It had begun at speed, the spray in our wake as we sped in a rigid inflatable boat across the calm surface of the river. Bow of the boat in the air, a fresh sea air in your face and the sun glistening on the water. The morning had a certain pleasure about it.

Our destination was a series of huge pens far out in the river and the home of thousands of sturgeon fish. Revs cut back and the boat glided up close to a floating platform. The daily work was about to get under way.

The sturgeon fish which, if you have ever seen you might agree will never come top in a beauty competition is one of the oldest surviving species of bony fish in the world. In the Caspian Sea poachers and pollution has brought it to, what many experts believe is the brink of extinction.

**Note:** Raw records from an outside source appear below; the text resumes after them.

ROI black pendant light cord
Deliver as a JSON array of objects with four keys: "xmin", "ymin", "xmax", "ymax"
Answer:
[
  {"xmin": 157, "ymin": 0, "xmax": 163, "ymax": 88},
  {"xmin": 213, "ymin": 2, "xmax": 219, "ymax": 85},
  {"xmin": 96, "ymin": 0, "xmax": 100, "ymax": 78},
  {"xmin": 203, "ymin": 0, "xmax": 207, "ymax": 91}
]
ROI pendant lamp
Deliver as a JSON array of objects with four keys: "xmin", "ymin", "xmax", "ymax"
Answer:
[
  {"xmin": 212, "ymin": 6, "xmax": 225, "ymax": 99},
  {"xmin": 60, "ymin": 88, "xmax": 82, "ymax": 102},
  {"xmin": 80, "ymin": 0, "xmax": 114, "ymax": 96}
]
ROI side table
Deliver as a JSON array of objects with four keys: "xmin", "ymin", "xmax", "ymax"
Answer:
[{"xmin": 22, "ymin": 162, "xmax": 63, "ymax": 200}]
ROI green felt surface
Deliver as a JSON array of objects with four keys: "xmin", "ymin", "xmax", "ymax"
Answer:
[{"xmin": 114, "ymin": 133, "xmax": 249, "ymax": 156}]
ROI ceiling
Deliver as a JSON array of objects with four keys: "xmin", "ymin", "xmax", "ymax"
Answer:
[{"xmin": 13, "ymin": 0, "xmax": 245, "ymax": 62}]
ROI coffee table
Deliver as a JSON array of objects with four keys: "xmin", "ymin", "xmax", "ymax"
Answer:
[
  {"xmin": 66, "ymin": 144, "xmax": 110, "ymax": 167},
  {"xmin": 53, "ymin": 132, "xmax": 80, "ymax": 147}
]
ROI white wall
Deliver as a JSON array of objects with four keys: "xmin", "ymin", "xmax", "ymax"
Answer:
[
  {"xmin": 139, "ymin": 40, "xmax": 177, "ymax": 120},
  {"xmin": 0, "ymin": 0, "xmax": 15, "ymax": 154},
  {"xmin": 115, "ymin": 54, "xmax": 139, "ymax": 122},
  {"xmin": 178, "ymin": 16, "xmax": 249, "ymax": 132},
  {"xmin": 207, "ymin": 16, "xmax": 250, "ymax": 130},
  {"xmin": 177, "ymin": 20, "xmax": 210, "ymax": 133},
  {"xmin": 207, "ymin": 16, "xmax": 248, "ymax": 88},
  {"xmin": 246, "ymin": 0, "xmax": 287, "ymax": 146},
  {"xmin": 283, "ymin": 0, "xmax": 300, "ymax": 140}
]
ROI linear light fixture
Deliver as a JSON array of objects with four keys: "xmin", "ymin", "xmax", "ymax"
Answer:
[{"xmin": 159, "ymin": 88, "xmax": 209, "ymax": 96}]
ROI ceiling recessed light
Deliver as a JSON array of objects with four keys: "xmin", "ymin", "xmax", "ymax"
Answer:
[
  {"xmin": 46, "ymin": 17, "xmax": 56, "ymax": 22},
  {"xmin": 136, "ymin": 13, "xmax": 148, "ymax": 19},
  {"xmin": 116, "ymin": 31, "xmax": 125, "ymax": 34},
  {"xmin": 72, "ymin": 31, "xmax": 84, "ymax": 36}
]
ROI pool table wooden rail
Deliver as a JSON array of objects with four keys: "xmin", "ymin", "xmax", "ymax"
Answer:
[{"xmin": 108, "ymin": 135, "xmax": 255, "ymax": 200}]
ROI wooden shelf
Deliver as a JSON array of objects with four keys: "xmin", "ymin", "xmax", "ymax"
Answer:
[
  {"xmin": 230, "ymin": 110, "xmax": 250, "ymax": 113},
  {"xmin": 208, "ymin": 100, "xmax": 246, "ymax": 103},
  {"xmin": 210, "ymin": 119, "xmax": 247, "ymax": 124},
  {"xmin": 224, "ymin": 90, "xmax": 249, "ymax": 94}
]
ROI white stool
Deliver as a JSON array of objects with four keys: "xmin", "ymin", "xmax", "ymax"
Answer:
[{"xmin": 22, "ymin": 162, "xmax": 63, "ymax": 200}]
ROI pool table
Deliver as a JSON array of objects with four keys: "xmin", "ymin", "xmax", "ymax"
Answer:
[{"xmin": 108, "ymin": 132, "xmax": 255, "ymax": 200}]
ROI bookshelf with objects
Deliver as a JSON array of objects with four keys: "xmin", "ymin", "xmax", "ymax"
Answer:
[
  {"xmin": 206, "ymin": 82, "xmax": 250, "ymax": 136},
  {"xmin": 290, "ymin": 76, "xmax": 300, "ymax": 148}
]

Here we were among large containers with the fish all at least five-years-old being introduced to what would be their new home. A man in black edged up to Kevin the cameraman. It was a diver ready to take the plunge but before the oxygen tanks went on he suggested taking our camera below the surface. And there mixed with the sound of the diver’s breathing were the fish flexing their muscles.

Then it was back to base and to see how the breeding programme is managed. A vast warehouse-like building with tanks of sturgeon of all sizes. The specially filtered water is changed regularly, the climate controlled and there is a quiet purposeful air about the place.

Dr.Javid Mammadov with his assistants was making critical judgements. Each fish which had reached a certain age is scanned. Male or female? In the world of the sturgeon the female is the boss with her precious eggs. All in days work for the good doctor who watches over these fish testing and treating them.

The five-year-olds are then taken to be released into the pens but it will be years before they bear any caviar eggs. Sturgeon are like salmon in that they return to their breeding ground to lay their eggs. It is the hope of the people behind this initiative that the next generation of these fish will be back to provide wild caviar and so help provide a sustainable future for a dish which I can testify has a unique and exquisite taste.